Майор обернулся к лейтенанту.

— Позвоните в трибунал, Бехтееву. Пусть немедленно вызовет Тарасову.

— А девица эта не лжет? — вполголоса спросил лейтенант. — Спросите ее, почему этот толстый мерзавец стрелял в нее, если он ее первый раз сегодня увидел.

— Он же объяснил — по-моему правдоподобно, — так же вполголоса ответил майор. — А впрочем...

Он повторил по-немецки вопрос лейтенанта Менгден. Она ответила попрежнему равнодушно:

— Наверно, он не был уверен, что я буду себя вести хорошо на допросе. Я слышала, в ваших газетах печатают показания пленных, и они всегда плохо говорят о фашистах. Наверно, он боялся, что я тоже скажу что-нибудь плохое.

— Вы полагаете, что он не был в вас уверен? Несмотря на то, что вы пошли на войну? Скажите, между прочим: что, собственно, заставило вас записаться в добровольцы?

— В добровольцы? — Она удивилась так, что в искренности ее удивления нельзя было усомниться. — Что вы хотите сказать? Меня мобилизовали, как и всех остальных, кто сейчас в армии. Обучили... Наша школа, женская, радистов-стрелков, была в Дюссельдорфе, если вас это интересует...

— Весьма.

— Четырехмесячный курс. Когда мы кончили, нас распределили по эскадрильям.

— Женщин?

Она глянула еще недоуменней.

— Ну да. На бомбардировщиках сейчас больше женщин, чем мужчин: мужчин хватает только на истребители. И то там много мальчиков.

— Правильно, — подтвердил капитан. — Среди тех, что мы сбиваем, действительно часто попадаются мальчишки семнадцати лет. Но чтобы на бомбардировщики назначались преимущественно женщины...

— Не все ли равно, — устало сказала Менгден. — Мужчина, женщина. Стрелять из пулемета или сбросить бомбу — это же не требует ни силы, ни ума. Нажать, повернуть... Чистая техника.

Она замолчала и осторожно сняла прилипшую к колену соломинку. Вышедший из соседней комнаты Сопар-Оглы приостановился, рассматривая ее с любопытством.

— Отправь ее, — вполголоса сказал капитан, наклоняясь к уху майора. — Только время терять: не человек, автомат какой-то.

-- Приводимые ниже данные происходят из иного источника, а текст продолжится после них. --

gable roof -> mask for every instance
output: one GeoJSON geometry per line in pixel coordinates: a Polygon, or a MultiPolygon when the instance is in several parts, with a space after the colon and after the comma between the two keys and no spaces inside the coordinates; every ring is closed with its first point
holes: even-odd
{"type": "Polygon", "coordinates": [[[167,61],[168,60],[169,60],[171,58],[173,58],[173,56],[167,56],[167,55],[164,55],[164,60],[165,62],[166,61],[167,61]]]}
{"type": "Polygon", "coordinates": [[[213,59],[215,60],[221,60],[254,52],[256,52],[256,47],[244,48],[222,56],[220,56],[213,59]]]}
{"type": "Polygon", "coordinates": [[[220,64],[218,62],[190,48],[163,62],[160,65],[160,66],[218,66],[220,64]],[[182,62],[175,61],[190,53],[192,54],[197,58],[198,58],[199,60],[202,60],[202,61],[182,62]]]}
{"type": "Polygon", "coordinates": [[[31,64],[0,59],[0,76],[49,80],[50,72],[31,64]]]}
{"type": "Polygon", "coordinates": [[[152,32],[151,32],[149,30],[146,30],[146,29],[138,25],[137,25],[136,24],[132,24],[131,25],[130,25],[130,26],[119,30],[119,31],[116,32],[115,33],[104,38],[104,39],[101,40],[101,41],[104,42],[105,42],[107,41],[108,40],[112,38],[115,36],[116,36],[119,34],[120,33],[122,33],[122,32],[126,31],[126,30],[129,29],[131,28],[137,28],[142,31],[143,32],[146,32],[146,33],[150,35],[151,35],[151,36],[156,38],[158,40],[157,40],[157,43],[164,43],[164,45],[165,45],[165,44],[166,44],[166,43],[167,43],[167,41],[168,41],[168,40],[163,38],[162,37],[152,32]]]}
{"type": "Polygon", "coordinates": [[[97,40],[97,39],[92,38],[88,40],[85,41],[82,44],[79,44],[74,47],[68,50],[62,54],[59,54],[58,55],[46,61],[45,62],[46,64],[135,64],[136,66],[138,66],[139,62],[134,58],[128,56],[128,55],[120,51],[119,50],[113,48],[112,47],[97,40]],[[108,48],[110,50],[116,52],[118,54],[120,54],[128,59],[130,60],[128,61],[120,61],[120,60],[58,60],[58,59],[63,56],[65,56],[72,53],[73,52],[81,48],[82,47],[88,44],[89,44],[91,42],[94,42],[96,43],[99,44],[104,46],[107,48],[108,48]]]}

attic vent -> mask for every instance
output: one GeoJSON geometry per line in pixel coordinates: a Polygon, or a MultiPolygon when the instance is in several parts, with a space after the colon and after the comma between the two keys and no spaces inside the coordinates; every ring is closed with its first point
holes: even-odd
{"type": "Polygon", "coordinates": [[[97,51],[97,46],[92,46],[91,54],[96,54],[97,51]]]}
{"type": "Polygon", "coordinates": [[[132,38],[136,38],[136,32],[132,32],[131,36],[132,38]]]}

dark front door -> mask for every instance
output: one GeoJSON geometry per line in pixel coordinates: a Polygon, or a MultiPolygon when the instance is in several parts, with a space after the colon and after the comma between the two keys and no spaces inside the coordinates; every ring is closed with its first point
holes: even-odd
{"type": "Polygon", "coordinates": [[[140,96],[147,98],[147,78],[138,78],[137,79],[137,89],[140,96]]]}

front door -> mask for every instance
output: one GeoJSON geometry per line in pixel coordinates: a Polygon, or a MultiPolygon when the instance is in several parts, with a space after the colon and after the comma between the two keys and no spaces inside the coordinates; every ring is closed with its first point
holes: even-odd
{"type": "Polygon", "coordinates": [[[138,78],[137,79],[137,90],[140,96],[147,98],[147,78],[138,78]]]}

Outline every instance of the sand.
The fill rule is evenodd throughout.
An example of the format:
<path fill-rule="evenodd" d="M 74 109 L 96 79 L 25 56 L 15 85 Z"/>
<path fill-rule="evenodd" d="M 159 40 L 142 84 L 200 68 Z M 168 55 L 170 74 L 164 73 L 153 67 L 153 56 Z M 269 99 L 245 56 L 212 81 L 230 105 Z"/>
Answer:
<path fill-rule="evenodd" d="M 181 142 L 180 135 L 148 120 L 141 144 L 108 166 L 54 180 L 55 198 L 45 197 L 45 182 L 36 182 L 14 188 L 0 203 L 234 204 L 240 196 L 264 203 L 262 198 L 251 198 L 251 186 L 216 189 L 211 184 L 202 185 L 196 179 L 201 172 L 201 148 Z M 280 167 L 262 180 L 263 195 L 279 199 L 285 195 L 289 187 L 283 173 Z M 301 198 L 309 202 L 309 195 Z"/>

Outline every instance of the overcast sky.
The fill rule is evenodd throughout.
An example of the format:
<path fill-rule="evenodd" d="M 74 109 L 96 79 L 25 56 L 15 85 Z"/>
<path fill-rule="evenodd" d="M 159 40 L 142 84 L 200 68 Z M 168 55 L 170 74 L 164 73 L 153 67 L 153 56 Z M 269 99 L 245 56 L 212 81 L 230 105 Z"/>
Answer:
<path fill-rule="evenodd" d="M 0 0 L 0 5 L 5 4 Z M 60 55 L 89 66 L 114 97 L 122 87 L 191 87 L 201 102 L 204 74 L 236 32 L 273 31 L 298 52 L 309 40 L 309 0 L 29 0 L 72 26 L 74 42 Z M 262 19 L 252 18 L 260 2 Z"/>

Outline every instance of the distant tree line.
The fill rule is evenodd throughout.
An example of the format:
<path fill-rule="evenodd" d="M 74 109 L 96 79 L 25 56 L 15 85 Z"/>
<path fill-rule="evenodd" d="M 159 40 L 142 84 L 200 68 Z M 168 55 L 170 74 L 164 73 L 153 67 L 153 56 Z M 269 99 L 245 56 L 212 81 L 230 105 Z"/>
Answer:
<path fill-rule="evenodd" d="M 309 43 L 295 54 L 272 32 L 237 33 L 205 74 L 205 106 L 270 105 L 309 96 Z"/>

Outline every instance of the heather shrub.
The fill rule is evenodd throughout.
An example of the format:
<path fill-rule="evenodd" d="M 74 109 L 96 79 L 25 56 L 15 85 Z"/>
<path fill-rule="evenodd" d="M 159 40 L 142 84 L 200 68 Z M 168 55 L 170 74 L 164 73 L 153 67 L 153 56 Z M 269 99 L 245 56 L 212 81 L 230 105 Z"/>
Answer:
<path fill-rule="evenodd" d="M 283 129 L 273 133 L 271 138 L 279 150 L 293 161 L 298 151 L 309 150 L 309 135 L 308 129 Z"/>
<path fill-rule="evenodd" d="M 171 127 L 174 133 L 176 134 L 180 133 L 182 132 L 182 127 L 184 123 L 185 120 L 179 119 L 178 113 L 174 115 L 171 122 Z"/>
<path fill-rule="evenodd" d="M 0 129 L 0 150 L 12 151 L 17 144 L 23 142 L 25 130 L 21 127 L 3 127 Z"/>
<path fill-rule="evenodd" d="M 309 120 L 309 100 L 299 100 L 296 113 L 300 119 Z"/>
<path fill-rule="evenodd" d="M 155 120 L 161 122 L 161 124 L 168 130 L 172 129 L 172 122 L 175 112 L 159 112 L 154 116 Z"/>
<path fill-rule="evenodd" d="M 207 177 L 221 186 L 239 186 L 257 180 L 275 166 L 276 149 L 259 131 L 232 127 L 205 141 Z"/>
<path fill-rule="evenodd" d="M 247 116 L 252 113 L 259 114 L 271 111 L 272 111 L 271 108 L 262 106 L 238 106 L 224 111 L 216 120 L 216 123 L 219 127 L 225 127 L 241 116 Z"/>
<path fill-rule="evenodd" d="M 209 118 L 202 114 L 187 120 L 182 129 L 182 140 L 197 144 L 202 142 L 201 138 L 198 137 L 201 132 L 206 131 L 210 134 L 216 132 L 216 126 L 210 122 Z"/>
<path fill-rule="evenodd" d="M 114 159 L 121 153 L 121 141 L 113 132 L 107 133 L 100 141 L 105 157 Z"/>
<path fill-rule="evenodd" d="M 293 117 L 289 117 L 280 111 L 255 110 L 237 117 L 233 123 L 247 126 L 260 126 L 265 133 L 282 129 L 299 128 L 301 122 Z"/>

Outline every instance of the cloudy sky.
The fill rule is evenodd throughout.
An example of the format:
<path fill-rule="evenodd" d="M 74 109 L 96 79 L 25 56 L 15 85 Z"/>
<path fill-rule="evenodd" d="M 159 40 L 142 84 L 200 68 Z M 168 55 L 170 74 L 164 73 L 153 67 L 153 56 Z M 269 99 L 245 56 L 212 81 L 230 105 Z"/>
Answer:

— Автомат и есть, — угрюмо ответил майор. — Фашистская система так их и готовит, солдат: кто не может стать убежденным палачом и живодером, — обратить в автомат...

Майор дал знак конвойному:

— Отведите пленного.

Менгден вышла неровной, вздрагивающей походкой. Командиры проводили ее глазами. Вслед за ней вышел Сопар-Оглы.

— Чорт-те что, — сквозь зубы сказал капитан. — До чего перекалечен человек... Даже — не жалко.

— А за что жалеть? — пожал плечом майор. — Сделали автоматом? Это же не оправдание. Точно живого человека можно обратить в автомат против воли. Тем более сделать автоматом-убийцей. Если человек попал в волчью стаю и с волками вместе начинает рвать зубами человечье мясо — хотя бы даже для того только, чтобы сохранить жизнь, он хуже волка, гнуснее. И судьба его должна быть волчья.

Он подумал, покусывая губу.

— Но к этому автомату ключ можно подобрать, пожалуй... Мне обязательно нужна авиабаза... Как вы полагаете: что, если бы эта самая Клара Менгден связалась со своим штабом по радио?

— Вы хотите уговорить ее, чтобы она... — изумленно спросил лейтенант. — Довериться ей?

Майор оборвал досадливо:

— Да нет же, конечно. Кому это может в голову притти! Товарищ капитан, дайте-ка мне, кто здесь из радистов в танковом подразделении, авиации или полку связи особенно хорошо знает немецкий. В танковом Колдунов, помнится, есть. Инженер, из Москвы: очень хорошо знает.